Esta semana expirante se ha caracterizado especialmente por el ejercicio de los pulgares, incansables sobre las letras del teclado táctil del teléfono con los mensajes enviados por WhatsApp, mensajería acelerada sin llegar a la humareda, aunque poco le ha faltado. Se han cruzado todo tipo de comentarios y de fotos. Ni se sabe las veces que se han repetido las recepciones.
El miércoles madrugó porque despertó con el estribillo de unas alegría de Camarón, trajeado sobre el fondo de una bandera americana. Siguió con alusiones a la estatua de la Libertad en actitud horrorizada, con viñetas visionarias de los Simpson, en fin, un catálogo para todos los gustos. Desde estas líneas no vamos a insistir en lo evidente porque caeríamos en la más aburrida de las repeticiones, sin embargo el despliegue informativo de este fenómeno mediático ha sido extraordinario pero no sorprendente. Las elecciones implican cambios, buenos para unos y malos para otros. La voz popular se manifiesta y es la que manda con los resultados.
Estados Unidos es otra historia, aunque sea lo mismo. Se enfrenta a cuatro años de legislatura con un dirigente que carga contra todo lo que no le gusta, según las crónicas, y quince años mayor que su antecesor, un dirigente autoritario y peculiar a juzgar por las frases que ha pronunciado a lo largo de la campaña. Lo dicho, no vamos a repetirnos.

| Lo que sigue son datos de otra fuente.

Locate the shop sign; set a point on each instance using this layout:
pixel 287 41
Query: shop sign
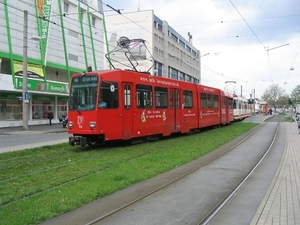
pixel 44 98
pixel 13 96
pixel 33 71
pixel 43 86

De todas formas va a haber fiesta con fuegos artificiales, si no ahora tras el próximo cuatro de julio. Por eso ha sido tan acertada una foto recibida en la que aparecían varias tiras de nuestro infantil triquitraque. No había pretensión en aludir al petardeo informativo, en el más de lo mismo, claro que no, pero ha sido tan oportuna como para distraer un poco la atención de la actualidad.
La compra de la tira en el carrillo marcaba el momento decisivo en que comenzábamos a desobedecer el mandato materno. Sentíamos la mirada a pesar de que nadie podía vernos, pero aquella intranquilidad nos sometía hasta el punto de encubrir la falta con la compra de las golosinas. Doblábamos la tira varias veces y cerrábamos la mano hasta que perdíamos de vista la vigilancia. El verano propiciaba la travesura porque anochecíamos con las horas, sin darnos cuenta, por culpa del juego.
Los pinos que rodeaban los jardines de la Plaza del Carmen, podados a menos de un metro del suelo, evitaban el paso al interior convirtiéndose en aparato gimnástico para futuros funámbulos. También se utilizaban para desbocar la imaginación cuando tras rozar el triquitraque por el adoquín del bordillo saltaban las chispas y lo tirábamos al interior.
Durante unos segundos se iluminaba y crujía aquel laberinto impenetrable, un lugar al que no llegaban los pies más atrevidos porque el ramaje rígido, áspero y seco se entrelazaba tejiendo una urdimbre que se defendía abriendo heridas. Eran unos segundos extraordinarios, unos fuegos artificiales tan pequeños como nosotros, tan brillantes como nuestra imaginación.
Y aquella noche nos dormíamos con aquel momento y la idea de repetirlo con cautela y disimulo. Otra foto trumpera nos devolvió a la actualidad. El pulgar prefirió el triquitraque y las chispas que alumbraron aquellos momentos infantiles, inocentes, especiales.